Der Tatort verzichtet auf die Ausbeutung von Leichen. Er setzt auf Lokalkolorit. Derzeit ermitteln 15 Teams in verschiedenen Städten des deutschen Sprachraums. Der Einsatz der gleichen Ermittler am gleichen Ort fördert das Verlangen des Publikums nach Wiederbegegnung und Rückkehr der Helden als einem Prinzip, das schon den alten Griechen bekannt war. Durch den schwach gefärbten Dialekt der Ermittler kommt es zu Bindung und Neugier der Zu-schauer. Kommissar Ehrlicher in Leipzig sächselt, Herr Bienzle in Stuttgart schwäbelt. Nicht zu stark, denn beide sollen auch in Tirol und in Lübeck verstanden werden. Nicht zu schwach, denn man soll wissen, dass man in Leipzig und Stuttgart das Deutsche ein wenig anders ausspricht. Ermittler und Täter bewegen sich in einem genau eingebrachten Stadtbild. Kommissare in Köln verzehren gern eine Bratwurst mit dem Dom im Hintergrund. Ermittlungsfahrten gehen oft an typischen Denkmälern vorbei. Man verzichtet auch auf billige Effekte, die woanders so qualvoll ausgewalzt werden und bei denen bildhübsche Kommissarinnen prinzipiell nur mit umgeschnallter Pistole aufreten. Dass die Strafverfolger auch nur Menschen sind und ein Privatleben haben, sichert weitere Gefolgschaft. Sie sind keine Ermittlungsroboter wie bei CSI, die in bunt gefärbten Laboren nach der DNA tappen. Es sind Menschen mit Problemen wie Ehe, Scheidung, Wohnung, Krankheit, Beförderung usw. Kommissar Kopper hat einen dicken Bauch, seiner Kollegin Lena fehlt der Sex-Appeal. Beamtin Lindholm hegt das Gemüse im Schrebergarten ebenso genau wie neue Spuren. Die Kommissarin und Witwe vom Bodensee findet einfach keinen neuen Ehemann. Kommissar Kienzle hat abseits der Verbrecherjagd eine künstlerisch bewegte Gattin zu betreuen. Kommissar Ehrlicher kommen Ideen beim Bier in der Kneipe. Einzig- und grossartig ist Jan Josef Liefers als Gerichtsmediziner in Münster mit seinem kulturellem Anspruch.

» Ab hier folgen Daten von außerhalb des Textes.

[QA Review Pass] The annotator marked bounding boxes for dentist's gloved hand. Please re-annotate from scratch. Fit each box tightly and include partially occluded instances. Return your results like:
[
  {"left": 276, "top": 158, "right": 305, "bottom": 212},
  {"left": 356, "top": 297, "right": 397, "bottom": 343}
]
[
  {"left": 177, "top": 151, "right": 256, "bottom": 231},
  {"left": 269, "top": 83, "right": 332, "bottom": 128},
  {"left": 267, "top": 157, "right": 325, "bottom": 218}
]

Im Vergleich zu vergangenen Tatorten scheint heute ein Aspekt zu fehlen. Das manichäische Happyend war früher nicht immer die Regel. Damals wurde viel öfter eine Mitschuld der Gesellschaft angedeutet oder gar festgestellt. Eine Gesetzesübertretung konnte illegal, aber doch moralisch gerechtfertigt sein. Und es kam vor, dass die als selbstverständlich genommene Gleichung aufgehoben wurde, wonach das Böse immer illegal und das Gute legal zu sein hat. Dann und wann hat der irritierte Kommissar den Übeltäter mit einem Wink der Hand entlassen, da er nicht sicher war, was böse und was gut zu sein hat.